11/08/2025
This is really fascinating for those interested in the Chalice Well
Chalice Well, a photograph taken from below the famous round hatch.
This well structure below the famous hatch is believed to have been built with stone taken from Glastonbury Abbey after the terrible fire of 1184.
Archaeologists suggest that this well shaft may have originally been a free-standing structure, 8 foot high above the spring; but the surrounding land has silted up so much since then that it is now buried entirely below ground. What we now see as the ground level today is a hole in the roof of the original structure.
Also found 12 foot under current ground level in the Chalice Well gardens was the preserved stump of a Yew tree, dated to Roman times, which is the likely ancestor of Yews currently growing on site.
Digs also found evidence of Mesolithic, Iron Age and Roman use of this spring. The Iron Age pottery shard found here is the first found in the actual town of Glastonbury, others having been found at the Lake Villages and Ponter’s Ball earthwork at Havyatt.

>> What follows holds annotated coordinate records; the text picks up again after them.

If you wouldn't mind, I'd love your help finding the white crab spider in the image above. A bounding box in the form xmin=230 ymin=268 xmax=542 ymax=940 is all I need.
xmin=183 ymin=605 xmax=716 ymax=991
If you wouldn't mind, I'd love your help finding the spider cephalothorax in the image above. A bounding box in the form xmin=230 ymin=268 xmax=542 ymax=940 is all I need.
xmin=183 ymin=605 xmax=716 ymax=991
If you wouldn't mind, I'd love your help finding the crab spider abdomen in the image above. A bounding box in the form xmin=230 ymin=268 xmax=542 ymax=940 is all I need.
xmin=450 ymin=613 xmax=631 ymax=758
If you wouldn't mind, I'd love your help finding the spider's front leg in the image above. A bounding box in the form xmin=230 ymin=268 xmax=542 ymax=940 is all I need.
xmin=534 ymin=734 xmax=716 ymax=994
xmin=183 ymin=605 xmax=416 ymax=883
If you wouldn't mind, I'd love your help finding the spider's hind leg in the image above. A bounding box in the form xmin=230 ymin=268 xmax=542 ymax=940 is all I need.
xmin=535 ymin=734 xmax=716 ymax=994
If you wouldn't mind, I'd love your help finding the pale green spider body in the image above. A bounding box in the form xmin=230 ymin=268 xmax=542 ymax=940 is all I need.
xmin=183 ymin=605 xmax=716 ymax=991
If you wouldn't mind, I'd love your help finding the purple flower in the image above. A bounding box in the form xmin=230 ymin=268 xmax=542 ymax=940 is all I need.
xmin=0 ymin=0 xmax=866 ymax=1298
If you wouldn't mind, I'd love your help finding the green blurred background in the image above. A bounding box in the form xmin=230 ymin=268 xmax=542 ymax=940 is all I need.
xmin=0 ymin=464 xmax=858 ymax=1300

Historians posit that the earliest reference to the Chalice Well is from William of Malmensbury’s History of Glastonbury Abbey, when a hermit explains to Arthur’s nephew about “the mystery of a particular fountain, the water from which continually changed its taste and colour”. This may refer to the fact that before the reservoir was built in Wellhouse Lane, dividing the white spring from the red, both would have flowed together in the lane, meaning that when winter rains increased the concentration of white spring water in the Chalice Well, so the iron hydroxide levels would be reduced, leading to changes of taste and colour. But today the springs no longer mingle in the same way, leaving Chalice Well as we know it with a more regular flavour and appearance.
The name ‘Chalice Well’ derives from the Medieval ‘Chalcwelle’. The first recorded use of ‘Chalice’ as a name is from the ownership of Alice Buckton after 1912.

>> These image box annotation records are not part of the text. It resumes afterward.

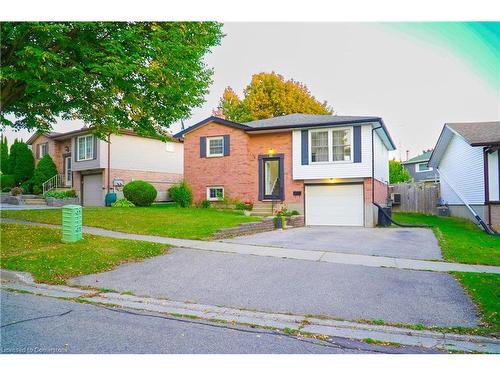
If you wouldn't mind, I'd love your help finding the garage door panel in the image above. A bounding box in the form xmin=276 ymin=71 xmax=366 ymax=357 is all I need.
xmin=305 ymin=184 xmax=364 ymax=226
xmin=83 ymin=174 xmax=104 ymax=206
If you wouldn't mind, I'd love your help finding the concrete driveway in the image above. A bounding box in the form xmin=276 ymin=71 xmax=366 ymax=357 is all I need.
xmin=71 ymin=249 xmax=478 ymax=326
xmin=224 ymin=226 xmax=443 ymax=259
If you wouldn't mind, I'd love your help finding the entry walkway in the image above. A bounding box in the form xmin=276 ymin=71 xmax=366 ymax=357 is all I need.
xmin=2 ymin=218 xmax=500 ymax=274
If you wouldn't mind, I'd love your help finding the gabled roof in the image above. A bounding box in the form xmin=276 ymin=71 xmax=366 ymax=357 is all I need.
xmin=174 ymin=113 xmax=396 ymax=150
xmin=401 ymin=150 xmax=432 ymax=164
xmin=446 ymin=121 xmax=500 ymax=146
xmin=428 ymin=121 xmax=500 ymax=168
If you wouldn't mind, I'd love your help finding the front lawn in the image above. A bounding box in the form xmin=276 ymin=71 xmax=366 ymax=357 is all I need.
xmin=1 ymin=204 xmax=260 ymax=239
xmin=392 ymin=212 xmax=500 ymax=266
xmin=453 ymin=272 xmax=500 ymax=334
xmin=0 ymin=223 xmax=169 ymax=284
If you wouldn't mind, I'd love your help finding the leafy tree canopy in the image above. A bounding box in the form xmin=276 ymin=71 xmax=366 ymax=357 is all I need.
xmin=0 ymin=22 xmax=223 ymax=138
xmin=219 ymin=72 xmax=333 ymax=122
xmin=389 ymin=159 xmax=411 ymax=184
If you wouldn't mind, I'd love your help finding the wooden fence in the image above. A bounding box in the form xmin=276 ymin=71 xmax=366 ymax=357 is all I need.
xmin=390 ymin=183 xmax=441 ymax=215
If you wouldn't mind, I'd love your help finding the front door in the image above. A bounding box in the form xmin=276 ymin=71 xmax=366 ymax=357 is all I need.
xmin=64 ymin=156 xmax=73 ymax=187
xmin=261 ymin=158 xmax=283 ymax=200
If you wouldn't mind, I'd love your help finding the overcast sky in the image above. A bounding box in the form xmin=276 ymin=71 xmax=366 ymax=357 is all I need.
xmin=1 ymin=23 xmax=500 ymax=159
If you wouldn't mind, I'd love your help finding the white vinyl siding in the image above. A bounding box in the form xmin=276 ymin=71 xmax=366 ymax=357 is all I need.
xmin=292 ymin=124 xmax=374 ymax=180
xmin=76 ymin=135 xmax=94 ymax=161
xmin=438 ymin=135 xmax=484 ymax=204
xmin=488 ymin=151 xmax=500 ymax=201
xmin=373 ymin=132 xmax=389 ymax=183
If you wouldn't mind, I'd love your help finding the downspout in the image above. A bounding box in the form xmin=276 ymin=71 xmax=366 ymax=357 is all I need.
xmin=483 ymin=147 xmax=491 ymax=228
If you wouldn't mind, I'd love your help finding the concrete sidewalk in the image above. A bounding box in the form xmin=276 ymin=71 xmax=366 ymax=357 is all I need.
xmin=2 ymin=218 xmax=500 ymax=274
xmin=2 ymin=270 xmax=500 ymax=353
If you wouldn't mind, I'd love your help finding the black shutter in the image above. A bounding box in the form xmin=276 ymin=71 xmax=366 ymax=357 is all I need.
xmin=300 ymin=130 xmax=309 ymax=165
xmin=224 ymin=134 xmax=230 ymax=156
xmin=352 ymin=125 xmax=361 ymax=163
xmin=200 ymin=137 xmax=207 ymax=158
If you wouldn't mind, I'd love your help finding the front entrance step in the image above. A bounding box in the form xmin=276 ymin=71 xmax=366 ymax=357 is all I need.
xmin=24 ymin=198 xmax=47 ymax=206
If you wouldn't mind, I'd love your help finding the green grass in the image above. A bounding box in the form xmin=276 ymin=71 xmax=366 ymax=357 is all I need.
xmin=1 ymin=204 xmax=260 ymax=239
xmin=453 ymin=272 xmax=500 ymax=333
xmin=393 ymin=212 xmax=500 ymax=266
xmin=0 ymin=223 xmax=169 ymax=284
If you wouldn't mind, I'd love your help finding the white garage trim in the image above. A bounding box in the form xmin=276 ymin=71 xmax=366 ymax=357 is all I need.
xmin=304 ymin=183 xmax=364 ymax=226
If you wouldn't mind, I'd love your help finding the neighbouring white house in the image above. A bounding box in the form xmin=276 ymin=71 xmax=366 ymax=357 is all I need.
xmin=429 ymin=121 xmax=500 ymax=229
xmin=27 ymin=127 xmax=184 ymax=206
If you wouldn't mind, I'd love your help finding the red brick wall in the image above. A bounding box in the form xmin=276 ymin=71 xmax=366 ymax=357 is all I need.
xmin=364 ymin=177 xmax=388 ymax=205
xmin=184 ymin=123 xmax=252 ymax=202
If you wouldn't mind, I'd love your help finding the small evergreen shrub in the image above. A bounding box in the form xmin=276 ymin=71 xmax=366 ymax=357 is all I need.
xmin=111 ymin=198 xmax=135 ymax=207
xmin=168 ymin=181 xmax=193 ymax=207
xmin=198 ymin=199 xmax=211 ymax=208
xmin=123 ymin=180 xmax=158 ymax=207
xmin=0 ymin=174 xmax=15 ymax=191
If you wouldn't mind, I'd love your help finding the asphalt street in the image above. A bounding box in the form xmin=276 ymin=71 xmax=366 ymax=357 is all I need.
xmin=0 ymin=291 xmax=440 ymax=354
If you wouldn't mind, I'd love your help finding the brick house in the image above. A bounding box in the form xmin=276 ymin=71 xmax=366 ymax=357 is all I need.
xmin=27 ymin=128 xmax=184 ymax=206
xmin=175 ymin=114 xmax=395 ymax=226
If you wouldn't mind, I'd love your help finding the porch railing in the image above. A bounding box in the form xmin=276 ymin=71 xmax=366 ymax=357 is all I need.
xmin=42 ymin=174 xmax=65 ymax=195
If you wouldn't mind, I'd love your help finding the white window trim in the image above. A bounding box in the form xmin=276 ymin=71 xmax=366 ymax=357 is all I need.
xmin=415 ymin=161 xmax=433 ymax=173
xmin=76 ymin=134 xmax=95 ymax=161
xmin=308 ymin=126 xmax=354 ymax=164
xmin=207 ymin=186 xmax=224 ymax=202
xmin=38 ymin=142 xmax=49 ymax=159
xmin=206 ymin=135 xmax=224 ymax=158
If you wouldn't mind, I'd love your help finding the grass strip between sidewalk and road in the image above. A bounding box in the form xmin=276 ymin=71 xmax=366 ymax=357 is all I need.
xmin=0 ymin=204 xmax=261 ymax=240
xmin=0 ymin=223 xmax=169 ymax=284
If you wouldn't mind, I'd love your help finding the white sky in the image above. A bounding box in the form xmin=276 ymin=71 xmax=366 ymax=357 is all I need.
xmin=1 ymin=23 xmax=500 ymax=159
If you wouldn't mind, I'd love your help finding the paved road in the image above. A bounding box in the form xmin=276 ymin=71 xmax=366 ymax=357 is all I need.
xmin=224 ymin=226 xmax=443 ymax=260
xmin=72 ymin=249 xmax=478 ymax=326
xmin=0 ymin=292 xmax=438 ymax=354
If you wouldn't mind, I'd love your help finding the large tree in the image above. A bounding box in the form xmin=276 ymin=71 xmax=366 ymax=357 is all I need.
xmin=220 ymin=72 xmax=333 ymax=122
xmin=0 ymin=22 xmax=223 ymax=137
xmin=0 ymin=134 xmax=9 ymax=174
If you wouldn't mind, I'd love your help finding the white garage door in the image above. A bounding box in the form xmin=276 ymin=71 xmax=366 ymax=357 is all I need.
xmin=305 ymin=184 xmax=364 ymax=226
xmin=82 ymin=174 xmax=104 ymax=206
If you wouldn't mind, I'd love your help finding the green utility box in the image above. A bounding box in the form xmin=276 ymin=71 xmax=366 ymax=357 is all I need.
xmin=62 ymin=204 xmax=83 ymax=243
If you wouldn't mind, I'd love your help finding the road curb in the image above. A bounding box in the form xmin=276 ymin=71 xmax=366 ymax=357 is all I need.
xmin=2 ymin=280 xmax=500 ymax=353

In modern history, the Chalice Well had no known reputation as a healing well, until Matthew Chancellor’s dream of 1751, when by drinking Chalice water from the Chaingate spout, his chronic asthma was cured, and Glastonbury briefly gained a reputation as a spa town.
After the spa flopped - largely from lack of genteel accommodation - the well was generally unloved. Purchased by a Catholic seminary in 1886, the well was not apparently treasured.
But in 1912, the site was bought by Alice Buckton. Her drama and craft school ran here with great success, and in 1919 Frederick Bligh Bond (the Glastonbury Abbey archaeologist who controversially used automatic writing seances to gather information about Abbey history) presented Alice Buckton with the distinctive pierced Vesica Piscis well cover that still adorns the wellhead today.
For a while the site became a boys’ school, until in 1959 the site was purchased by a Trust set up by Wellesley Tudor Pole, creator of ‘the silent minute’ in WW2. In 1970 the school finally closed, and the Chalice Well gardens - as we know and love them today - began.
Surprisingly, chemical analysis of the Chalice Well water shows it to have a relatively low iron hydroxide level of 1mg/L. By comparison, the chalybeate well at Tunbridge Wells has an iron concentration of 27mg/L.
Modern hydrologists believe that the Chalice Well and the White Spring both flow from the same aquifer. However, due to fault lines and impermeable rocks below ground, the Chalice Well issues more mature water that has been stored longer in the aquifer, with ensuing stronger water-rock interactions, which explains the distinct taste and chemical composition.
However, some dowsers believe the Chalice Well issues from a source in the Mendips, while the Chalice Well Trust claim the water to be ‘primary’, never having seen the light of day before. Who can say for sure?
May the waters of Chalice Well ever continue to flow!